The Concentration Report found that concentration persisted in specific sectors, including farming and agro-processing, healthcare and financial services, and that concentrated sectors were likely to remain so over time. The Commission also noted that concentration could increase in multiple ways – through merger activity; through pro-competitive conduct (such as innovative firms increasing their market share over time); as well as through anti-competitive conduct (such as via abuses of dominance).
Although merger activity itself was not found to necessarily be a main driver for concentration in these industries, the Commission identified that to break down concentration, merger conditions aimed at reducing barriers to entry may be successful. The Concentration Report also flagged that, in sectors where government licenses are issued, the licensing process itself may achieve the greater spread of ownership which may then be altered through merger activity which results in consolidation.

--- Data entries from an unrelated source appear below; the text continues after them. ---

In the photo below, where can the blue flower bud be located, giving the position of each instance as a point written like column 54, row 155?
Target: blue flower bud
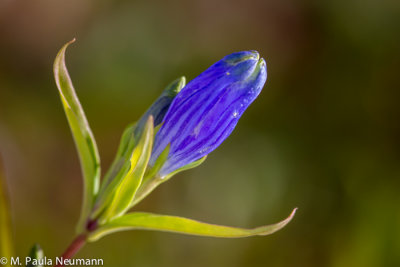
column 160, row 107
column 205, row 112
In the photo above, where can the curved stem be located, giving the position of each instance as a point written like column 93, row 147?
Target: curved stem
column 73, row 248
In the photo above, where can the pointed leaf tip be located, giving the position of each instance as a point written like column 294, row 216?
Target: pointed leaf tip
column 165, row 223
column 81, row 132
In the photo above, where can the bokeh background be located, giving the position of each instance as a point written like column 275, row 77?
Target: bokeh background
column 323, row 136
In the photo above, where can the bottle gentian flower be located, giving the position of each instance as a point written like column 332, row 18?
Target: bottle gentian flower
column 176, row 133
column 207, row 109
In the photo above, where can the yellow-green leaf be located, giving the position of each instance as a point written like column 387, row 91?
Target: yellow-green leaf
column 6, row 240
column 84, row 139
column 153, row 180
column 117, row 171
column 126, row 190
column 149, row 221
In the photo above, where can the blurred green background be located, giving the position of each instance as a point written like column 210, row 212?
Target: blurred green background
column 323, row 136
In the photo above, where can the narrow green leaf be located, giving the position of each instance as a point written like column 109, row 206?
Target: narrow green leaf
column 6, row 240
column 84, row 139
column 149, row 221
column 151, row 182
column 35, row 257
column 126, row 190
column 117, row 171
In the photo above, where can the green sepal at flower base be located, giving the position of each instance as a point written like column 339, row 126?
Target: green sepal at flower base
column 129, row 139
column 125, row 192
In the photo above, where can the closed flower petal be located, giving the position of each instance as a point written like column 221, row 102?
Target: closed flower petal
column 205, row 112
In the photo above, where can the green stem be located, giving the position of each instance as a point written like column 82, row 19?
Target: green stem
column 73, row 248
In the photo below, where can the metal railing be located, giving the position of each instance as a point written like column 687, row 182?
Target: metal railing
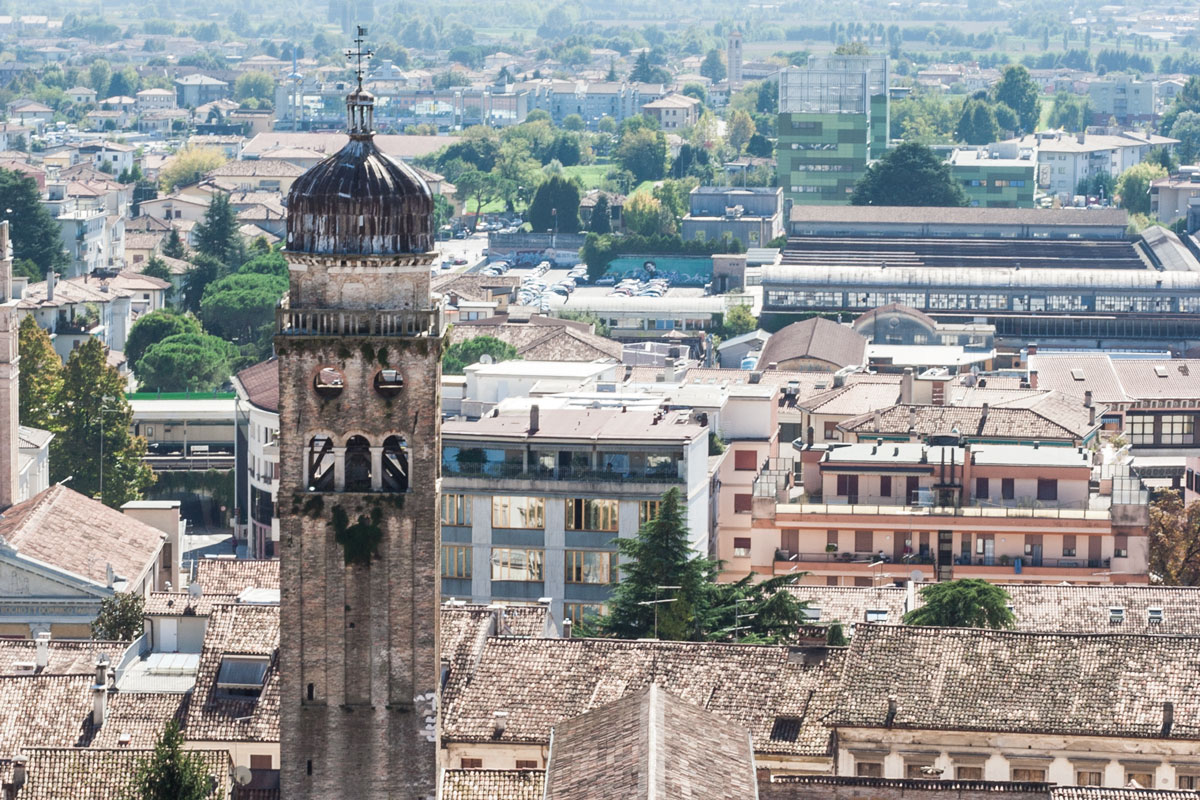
column 336, row 322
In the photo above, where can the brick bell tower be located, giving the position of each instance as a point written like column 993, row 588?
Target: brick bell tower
column 359, row 343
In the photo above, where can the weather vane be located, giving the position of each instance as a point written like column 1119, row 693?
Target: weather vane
column 358, row 53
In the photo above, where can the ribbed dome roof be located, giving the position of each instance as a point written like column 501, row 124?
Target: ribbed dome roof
column 360, row 202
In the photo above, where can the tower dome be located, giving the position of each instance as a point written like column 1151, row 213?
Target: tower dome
column 360, row 200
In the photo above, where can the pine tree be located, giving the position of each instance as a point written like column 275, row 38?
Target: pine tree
column 96, row 416
column 41, row 377
column 217, row 234
column 171, row 773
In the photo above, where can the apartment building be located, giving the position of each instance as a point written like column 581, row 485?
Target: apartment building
column 533, row 499
column 879, row 512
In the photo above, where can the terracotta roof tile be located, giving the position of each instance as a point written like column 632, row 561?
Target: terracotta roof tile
column 227, row 576
column 75, row 533
column 54, row 774
column 492, row 785
column 964, row 679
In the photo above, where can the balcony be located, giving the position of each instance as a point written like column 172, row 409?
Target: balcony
column 336, row 322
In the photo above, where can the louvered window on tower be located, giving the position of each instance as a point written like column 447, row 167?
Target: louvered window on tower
column 241, row 675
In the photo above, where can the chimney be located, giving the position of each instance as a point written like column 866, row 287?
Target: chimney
column 18, row 773
column 43, row 650
column 100, row 693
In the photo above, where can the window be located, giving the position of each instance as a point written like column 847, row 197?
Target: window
column 519, row 512
column 588, row 513
column 591, row 566
column 513, row 564
column 455, row 561
column 1145, row 780
column 1036, row 774
column 455, row 509
column 241, row 677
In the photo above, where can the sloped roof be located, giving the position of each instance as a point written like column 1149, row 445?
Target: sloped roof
column 222, row 576
column 492, row 785
column 744, row 684
column 972, row 679
column 79, row 535
column 54, row 773
column 649, row 744
column 244, row 630
column 815, row 338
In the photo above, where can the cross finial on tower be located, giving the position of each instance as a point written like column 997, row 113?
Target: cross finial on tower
column 358, row 53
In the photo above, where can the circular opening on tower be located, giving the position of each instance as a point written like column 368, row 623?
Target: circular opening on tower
column 329, row 383
column 389, row 382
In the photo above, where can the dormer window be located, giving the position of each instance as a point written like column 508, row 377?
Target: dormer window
column 241, row 677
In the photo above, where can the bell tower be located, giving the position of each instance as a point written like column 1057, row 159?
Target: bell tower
column 359, row 343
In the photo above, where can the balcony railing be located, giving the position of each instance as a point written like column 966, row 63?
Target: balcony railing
column 941, row 511
column 336, row 322
column 455, row 469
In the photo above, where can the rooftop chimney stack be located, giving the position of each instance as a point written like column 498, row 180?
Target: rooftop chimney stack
column 42, row 642
column 100, row 693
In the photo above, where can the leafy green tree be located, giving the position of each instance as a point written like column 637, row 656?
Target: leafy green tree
column 41, row 377
column 738, row 320
column 155, row 328
column 909, row 175
column 96, row 416
column 713, row 67
column 120, row 617
column 217, row 235
column 645, row 215
column 1133, row 186
column 35, row 234
column 601, row 216
column 643, row 152
column 171, row 771
column 255, row 85
column 977, row 124
column 556, row 199
column 463, row 354
column 189, row 166
column 741, row 131
column 967, row 602
column 1187, row 131
column 156, row 269
column 1018, row 90
column 239, row 306
column 186, row 361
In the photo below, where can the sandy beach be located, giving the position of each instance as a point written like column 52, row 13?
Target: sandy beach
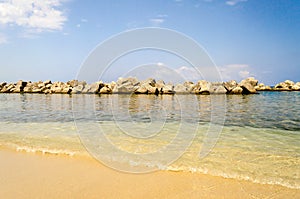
column 27, row 175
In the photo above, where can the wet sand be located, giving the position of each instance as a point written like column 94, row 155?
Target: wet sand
column 28, row 175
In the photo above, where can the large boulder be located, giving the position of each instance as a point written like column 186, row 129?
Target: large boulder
column 218, row 88
column 77, row 89
column 230, row 85
column 286, row 85
column 147, row 87
column 159, row 85
column 248, row 85
column 8, row 88
column 126, row 85
column 202, row 87
column 189, row 85
column 93, row 88
column 296, row 87
column 262, row 87
column 236, row 90
column 19, row 87
column 168, row 89
column 181, row 89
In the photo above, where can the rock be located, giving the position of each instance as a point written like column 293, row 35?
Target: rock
column 93, row 88
column 8, row 88
column 202, row 87
column 73, row 83
column 248, row 85
column 181, row 89
column 47, row 82
column 19, row 88
column 236, row 90
column 147, row 87
column 296, row 87
column 189, row 85
column 126, row 85
column 168, row 89
column 230, row 85
column 105, row 90
column 262, row 87
column 77, row 89
column 219, row 90
column 286, row 85
column 159, row 85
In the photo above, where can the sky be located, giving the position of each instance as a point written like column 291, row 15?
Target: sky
column 51, row 39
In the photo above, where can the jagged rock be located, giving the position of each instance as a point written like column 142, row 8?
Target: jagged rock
column 93, row 88
column 19, row 87
column 105, row 90
column 203, row 87
column 296, row 87
column 159, row 85
column 126, row 85
column 248, row 85
column 181, row 89
column 189, row 85
column 219, row 89
column 237, row 90
column 230, row 85
column 73, row 83
column 77, row 89
column 262, row 87
column 286, row 85
column 147, row 87
column 47, row 82
column 168, row 89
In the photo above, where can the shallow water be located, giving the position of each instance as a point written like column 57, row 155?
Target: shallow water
column 255, row 137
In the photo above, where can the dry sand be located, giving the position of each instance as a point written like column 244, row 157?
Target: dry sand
column 25, row 175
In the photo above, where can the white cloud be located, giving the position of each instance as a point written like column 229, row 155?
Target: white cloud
column 234, row 71
column 84, row 20
column 35, row 15
column 156, row 21
column 2, row 39
column 234, row 2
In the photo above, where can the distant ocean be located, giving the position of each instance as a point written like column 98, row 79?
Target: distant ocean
column 259, row 139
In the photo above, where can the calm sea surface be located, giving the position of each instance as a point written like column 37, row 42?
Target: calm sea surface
column 254, row 137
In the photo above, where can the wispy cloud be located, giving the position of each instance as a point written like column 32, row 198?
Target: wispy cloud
column 84, row 20
column 35, row 15
column 158, row 20
column 225, row 73
column 234, row 2
column 3, row 39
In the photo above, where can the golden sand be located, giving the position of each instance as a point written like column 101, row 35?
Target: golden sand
column 25, row 175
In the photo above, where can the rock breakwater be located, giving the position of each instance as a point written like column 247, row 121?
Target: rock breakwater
column 150, row 86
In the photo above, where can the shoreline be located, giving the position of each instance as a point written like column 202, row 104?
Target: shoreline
column 27, row 175
column 132, row 85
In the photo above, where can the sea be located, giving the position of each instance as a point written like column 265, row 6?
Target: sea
column 245, row 137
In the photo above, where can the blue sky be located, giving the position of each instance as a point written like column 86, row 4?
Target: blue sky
column 50, row 39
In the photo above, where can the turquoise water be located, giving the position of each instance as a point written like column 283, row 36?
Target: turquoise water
column 255, row 137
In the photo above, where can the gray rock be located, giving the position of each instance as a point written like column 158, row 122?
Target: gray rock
column 77, row 89
column 168, row 89
column 230, row 85
column 236, row 90
column 181, row 89
column 219, row 90
column 105, row 90
column 126, row 85
column 147, row 87
column 248, row 85
column 189, row 85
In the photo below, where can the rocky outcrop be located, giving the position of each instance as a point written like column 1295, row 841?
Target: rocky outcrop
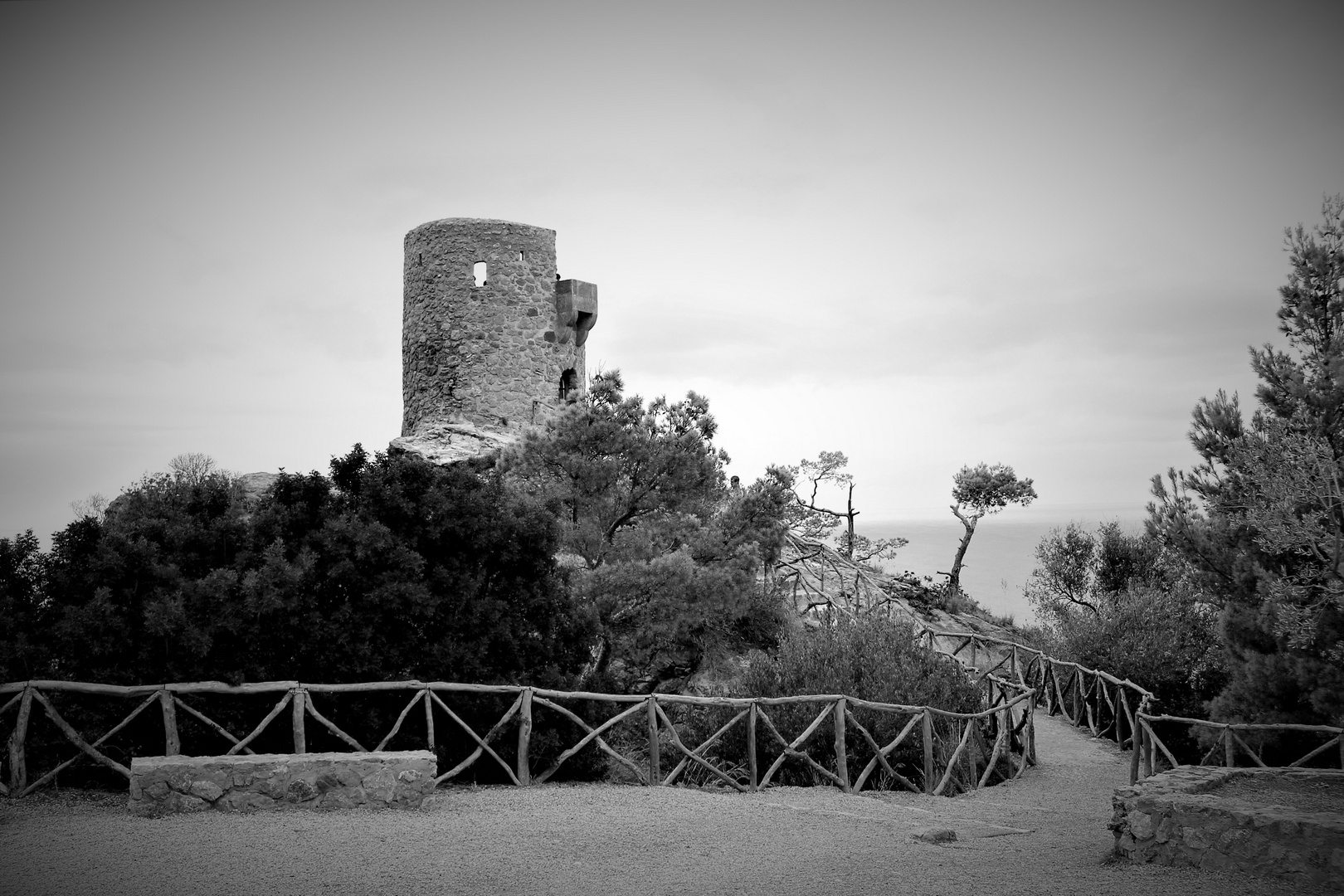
column 448, row 444
column 256, row 484
column 169, row 785
column 1179, row 818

The Commission appears to be applying these findings by more regularly imposing a wider range of public interest conditions on mergers. Previously, the Commission’s public interest conditions had focused on employment issues – in particular curbing merger-related retrenchments. There has since been a shift to developing more extensive conditions addressing, in particular, the ability of SMEs or firms controlled or owned by HDPs to effectively enter into, participate in or expand within the market, and increasing the levels of ownership by HDPs and workers in firms in the market. The Commission now appears to be applying a positive obligation on parties to promote these goals (and not only to ensure that they are not harmed via a merger).
The Concentration Report’s findings highlight the emerging shift in focus on the part of our competition authorities from simply protecting competition, to actively promoting the enhancement of competition through the reduction of concentration. This approach is being applied in the merger context through attempts to enhance economic inclusion by promoting broader participation and a greater spread of ownership.
Clients should therefore be mindful of emerging sector-specific competition law enforcement, particularly in markets identified as being concentrated, and seek legal advice early to address perceptions of concentration or lack of market dynamism, in order to prepare for the possibility of intervention by competition authorities.